화학공학소재연구정보센터
Energy & Fuels, Vol.23, No.1, 894-902, 2009
Partial Least-Squares Predictions of Nonpetroleum-Derived Fuel Content and Resultant Properties When Blended with Petroleum-Derived Fuels
The U.S. Naval Research Laboratory has been engaged in a research program to develop sensor-based technologies to perform rapid automated fuel-quality surveillance. This approach is based on the development of quantitative models from the partial least-squares (PLS) regression of near-infrared (NIR) spectroscopic measurements of a representative calibration set of petroleum-derived fuels. As fuels from nonpetroleum sources become available it will be necessary to extend these chemometric models to accommodate Fischer-Tropsch (FT) synthetic fuels and biofuels. This extension is complicated by the fact that these new fuels will be initially introduced as blending components with petroleum-derived fuels. Chemometric modeling methodologies have been developed to identify and estimate the content of FT and biofuel present; then this information is used to estimate the bulk properties of the blends. With this approach, biodiesel content can be predicted, with respect to absolute error, to within 1.7% of its true value 95% of the time with a lower limit of detection of 1.5% using a single PLS model.

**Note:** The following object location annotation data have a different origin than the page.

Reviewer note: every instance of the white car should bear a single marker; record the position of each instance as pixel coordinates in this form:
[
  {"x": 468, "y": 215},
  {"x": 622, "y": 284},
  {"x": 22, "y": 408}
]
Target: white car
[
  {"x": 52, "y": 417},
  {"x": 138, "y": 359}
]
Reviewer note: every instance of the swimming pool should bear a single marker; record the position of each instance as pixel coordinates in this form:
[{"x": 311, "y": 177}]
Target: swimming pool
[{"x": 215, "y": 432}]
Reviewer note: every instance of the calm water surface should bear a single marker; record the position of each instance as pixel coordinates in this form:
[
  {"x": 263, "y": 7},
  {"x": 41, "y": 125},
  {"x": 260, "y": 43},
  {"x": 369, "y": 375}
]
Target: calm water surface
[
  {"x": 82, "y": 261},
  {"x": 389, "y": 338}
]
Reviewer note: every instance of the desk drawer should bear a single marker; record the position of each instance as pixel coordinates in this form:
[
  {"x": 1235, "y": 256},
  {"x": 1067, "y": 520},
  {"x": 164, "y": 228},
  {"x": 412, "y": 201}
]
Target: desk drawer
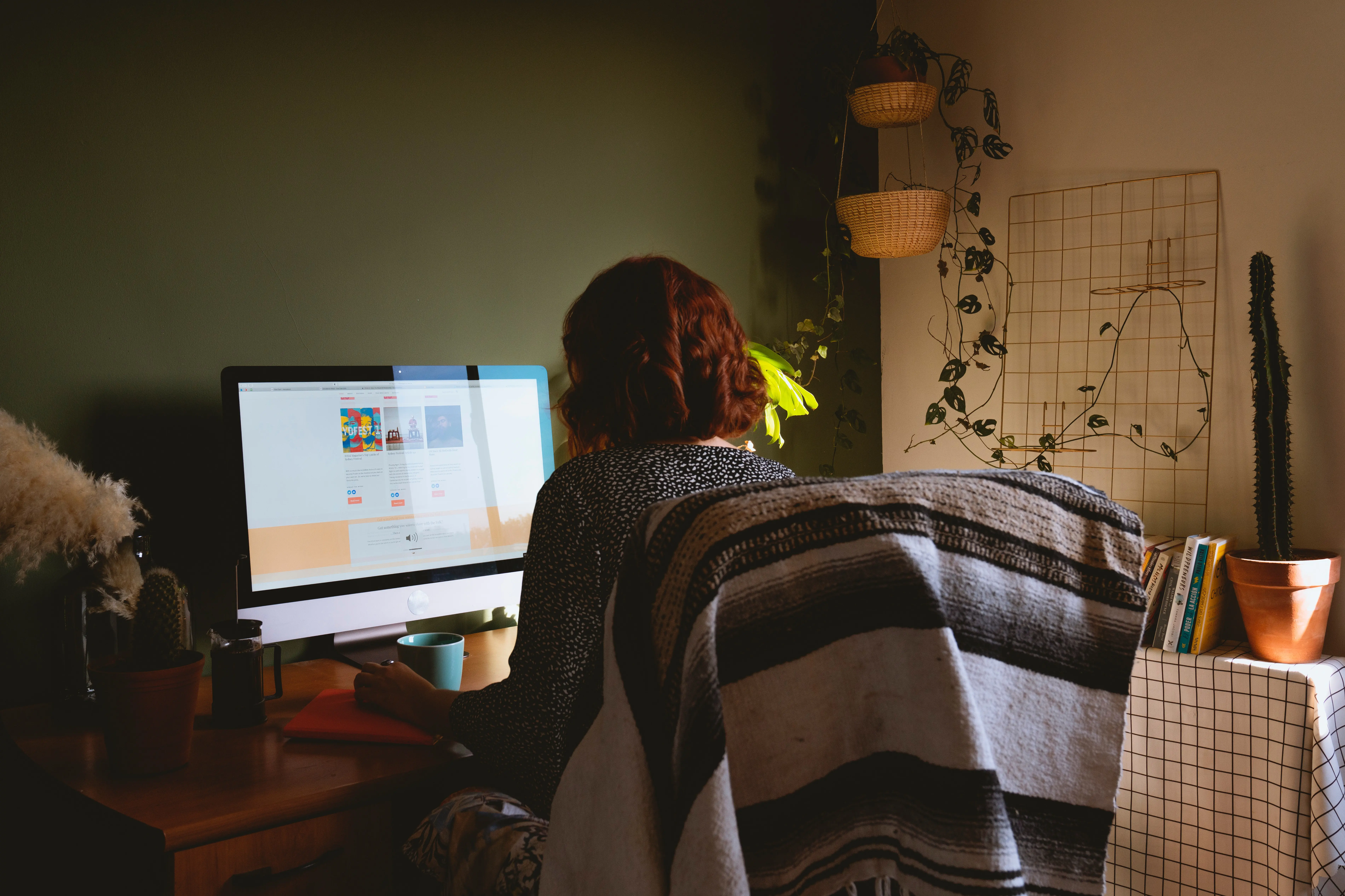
[{"x": 349, "y": 852}]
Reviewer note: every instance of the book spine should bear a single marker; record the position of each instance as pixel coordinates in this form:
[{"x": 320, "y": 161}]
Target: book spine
[
  {"x": 1148, "y": 567},
  {"x": 1198, "y": 580},
  {"x": 1179, "y": 611},
  {"x": 1155, "y": 597},
  {"x": 1212, "y": 609},
  {"x": 1165, "y": 610}
]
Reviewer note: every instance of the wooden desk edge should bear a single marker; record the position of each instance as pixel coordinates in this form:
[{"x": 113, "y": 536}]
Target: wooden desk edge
[{"x": 491, "y": 648}]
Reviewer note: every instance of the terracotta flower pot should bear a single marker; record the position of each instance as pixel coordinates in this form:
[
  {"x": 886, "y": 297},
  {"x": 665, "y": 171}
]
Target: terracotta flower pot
[
  {"x": 884, "y": 71},
  {"x": 1285, "y": 603},
  {"x": 147, "y": 716}
]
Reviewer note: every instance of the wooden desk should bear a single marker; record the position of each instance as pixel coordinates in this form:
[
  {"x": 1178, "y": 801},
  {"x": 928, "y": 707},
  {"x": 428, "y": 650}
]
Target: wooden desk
[{"x": 245, "y": 781}]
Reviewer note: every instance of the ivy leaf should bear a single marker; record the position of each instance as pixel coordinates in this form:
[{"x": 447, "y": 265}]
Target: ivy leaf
[
  {"x": 964, "y": 143},
  {"x": 995, "y": 147},
  {"x": 980, "y": 260},
  {"x": 960, "y": 79},
  {"x": 990, "y": 111},
  {"x": 953, "y": 372},
  {"x": 992, "y": 345}
]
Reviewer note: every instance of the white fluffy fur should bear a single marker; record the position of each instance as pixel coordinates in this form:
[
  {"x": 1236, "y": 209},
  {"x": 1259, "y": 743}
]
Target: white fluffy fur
[{"x": 50, "y": 505}]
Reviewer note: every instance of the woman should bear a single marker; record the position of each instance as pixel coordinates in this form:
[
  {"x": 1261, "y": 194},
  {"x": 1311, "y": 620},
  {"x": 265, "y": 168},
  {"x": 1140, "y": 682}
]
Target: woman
[{"x": 660, "y": 380}]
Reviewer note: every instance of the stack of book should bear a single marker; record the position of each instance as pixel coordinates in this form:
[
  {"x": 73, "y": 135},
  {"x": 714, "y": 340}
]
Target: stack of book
[{"x": 1186, "y": 586}]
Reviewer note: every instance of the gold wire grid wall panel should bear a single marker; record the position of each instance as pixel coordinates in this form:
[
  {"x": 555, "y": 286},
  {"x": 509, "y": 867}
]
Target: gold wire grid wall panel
[{"x": 1138, "y": 255}]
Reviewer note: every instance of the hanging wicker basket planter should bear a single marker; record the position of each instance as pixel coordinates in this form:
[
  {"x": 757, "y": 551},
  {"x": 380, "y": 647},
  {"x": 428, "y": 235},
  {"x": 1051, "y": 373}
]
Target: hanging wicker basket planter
[
  {"x": 895, "y": 104},
  {"x": 896, "y": 224}
]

The diesel fuel PLS property prediction models are applicable to diesel fuels blended with biodiesel fuel once that particular biodiesel fuel is incorporated in said models. The FT content in blends with petroleum fuels can be predicted, with respect to absolute error, to within 6.9% of its true value 95% of the time with a lower limit of detection of 15% using a series of paired PLS models for identification and quantification. In the presence of FT fuel, the PLS property models can be used after applying a correction factor that is derived from the identity and concentration of the FT fuel present.